Irrigated field in Indonesia. (Photo courtesy World Bank, Creative Commons)

Shortly after warning that climate change is having a negative impact on his country’s food production, Indonesian president Susilo Bambang Yudhoyono expressed concern on August 16 about the impact of corruption on Indonesia’s future economic success.

Addressing the Indonesian Parliament, Yudhoyono stated that “there are still many perpetrators of corruption even in the government, parliament, regional representatives and among law enforcers.”

During a Ministry of Agriculture meeting earlier in the month, Yudhoyono stressed that global food price increases due to climate change and drought is a serious risk Indonesia must address.

These challenges certainly are not isolated.
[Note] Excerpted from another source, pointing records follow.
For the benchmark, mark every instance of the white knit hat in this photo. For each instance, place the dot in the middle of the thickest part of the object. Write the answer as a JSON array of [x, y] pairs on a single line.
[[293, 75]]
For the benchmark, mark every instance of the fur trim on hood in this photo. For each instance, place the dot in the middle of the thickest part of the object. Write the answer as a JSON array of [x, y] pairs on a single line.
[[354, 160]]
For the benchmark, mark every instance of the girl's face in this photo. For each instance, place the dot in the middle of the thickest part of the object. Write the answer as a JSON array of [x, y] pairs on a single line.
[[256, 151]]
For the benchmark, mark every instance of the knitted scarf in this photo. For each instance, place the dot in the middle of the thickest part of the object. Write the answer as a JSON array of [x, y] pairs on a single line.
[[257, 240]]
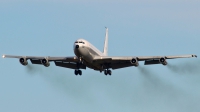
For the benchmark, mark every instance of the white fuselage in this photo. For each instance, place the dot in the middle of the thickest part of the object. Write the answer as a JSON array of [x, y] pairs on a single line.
[[86, 51]]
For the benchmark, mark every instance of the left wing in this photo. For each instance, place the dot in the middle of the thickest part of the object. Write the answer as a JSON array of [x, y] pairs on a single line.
[[67, 62], [121, 62]]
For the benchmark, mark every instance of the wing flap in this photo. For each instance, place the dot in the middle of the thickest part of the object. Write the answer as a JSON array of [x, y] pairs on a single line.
[[69, 65], [33, 61], [150, 62]]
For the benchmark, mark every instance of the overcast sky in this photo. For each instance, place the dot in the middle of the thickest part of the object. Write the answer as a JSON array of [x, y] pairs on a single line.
[[136, 28]]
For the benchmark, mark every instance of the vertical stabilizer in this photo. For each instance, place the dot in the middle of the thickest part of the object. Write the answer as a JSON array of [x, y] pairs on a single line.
[[105, 50]]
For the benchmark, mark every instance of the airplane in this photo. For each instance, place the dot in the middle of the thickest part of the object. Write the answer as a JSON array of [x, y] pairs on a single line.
[[88, 56]]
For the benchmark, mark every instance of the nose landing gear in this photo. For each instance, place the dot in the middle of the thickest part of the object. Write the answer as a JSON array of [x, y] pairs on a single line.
[[78, 72], [107, 72]]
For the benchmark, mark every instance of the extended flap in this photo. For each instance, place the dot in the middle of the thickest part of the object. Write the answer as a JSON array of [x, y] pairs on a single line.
[[69, 65], [150, 62], [35, 61]]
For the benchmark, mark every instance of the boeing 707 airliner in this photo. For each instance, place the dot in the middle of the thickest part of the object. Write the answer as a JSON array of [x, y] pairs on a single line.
[[86, 55]]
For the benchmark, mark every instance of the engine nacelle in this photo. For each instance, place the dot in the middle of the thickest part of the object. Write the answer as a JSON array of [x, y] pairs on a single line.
[[163, 61], [45, 62], [23, 61], [134, 61]]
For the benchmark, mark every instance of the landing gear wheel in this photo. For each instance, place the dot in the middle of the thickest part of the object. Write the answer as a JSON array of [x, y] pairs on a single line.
[[76, 72], [105, 72], [79, 72], [109, 72]]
Private sector innovation and business growth can help Indonesia produce and distribute food more efficiently. However, investments in the food sector, both international and domestic, are sensitive to Indonesia’s degree of corruption.

During recent decades, Indonesia’s reduction in corruption has not been steady, shifting between improving and declining several times during the last 15 years as measured by the GAIN Index. It is also Indonesia’s most serious governance problem; political stability, non-violence, basic freedoms and democratic rights have shown more consistent improvement.

The GAIN Index also supports Yudhoyono’s call for measures to “improve our [Indonesia’s] food security and self-sufficiency.” Food is the country’s most vulnerable sector.